After all, we are in the “Post-Truth Era” (as outlined in my documentary) so we need more (true) stories that reestablish truth as a moral imperative to sustain our democracy. From great philosophers to ordinary people with basic life experiences, we all know that sometimes not telling the truth can be inconsequential and benign.
But there are those times when telling the truth—or not—has deep moral consequences in our everyday lives. Fortunately many of us do not face those rare occasions where truth determines life or death or can change the course of history. To paraphrase Thomas Paine, those are the moments that try one’s soul.

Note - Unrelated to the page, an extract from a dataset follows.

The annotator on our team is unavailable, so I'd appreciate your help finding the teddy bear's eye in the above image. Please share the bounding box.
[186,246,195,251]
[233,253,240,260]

This is a story about someone facing a moral choice between telling the truth or “not recalling” the truth, out of both a sense of loyalty and fear of reprisal. It is a situation many people find themselves in, one way or another, and raises the question: “What would you have done”?
Of course, this is the Cassidy Hutchinson story. She was the key witness for the January 6th House Committee against Donald Trump’s efforts to overturn 2020 Presidential election. Initially Hutchinson’s lawyer’s, who was paid by Trump allies, legal advice boiled down to “If you don’t 100 percent recall something, saying ‘I don’t recall’ is an entirely fine answer. The committee doesn’t know what you can and can not recall. The less you remember, the better. You’re not lying if you don’t recall.”
For anyone that has watched televised investigative hearings, we’ve heard endless variations of the “I can’t recall” answer. It’s no surprise that this is how lawyers instruct their clients to lie—to not tell the whole truth. But is was refreshing for Hutchinson to confirm what we all knew was the truth about this noxious legal behavior.
Many people face a similar “real world” situation as Hutchison faced, of trying to balance loyalty to your professional career with a moral code to not break the law (she recalled plenty that she did not tell the committee).
“Throughout my first [Jan. 6th Committee] interview…I felt this moral struggle…in my heart. I knew where my loyalty lies and my loyalties lied with the truth. I never wanted to diverge from that. I never wanted…(to) be the witness that I became,” Hutchinson told the Jan. 6th Committee last September, six months after her first interview.
Hutchinson sought advice from a GOP member of Congress she knew from working on Capital Hill. The advice was straightforward: “You’re the one that has to live with the mirror test the rest of your life,” she recalled.
“I had become someone that I never thought that I would become,” Hutchinson told the committee. While there are plenty of more details of corruption and intrigue in her testimony, we know how the story ends.
Cassidy Hutchinson took the mirror test and told the truth. Hopefully 2023 will be a year when many who make up the body politic start taking the mirror test.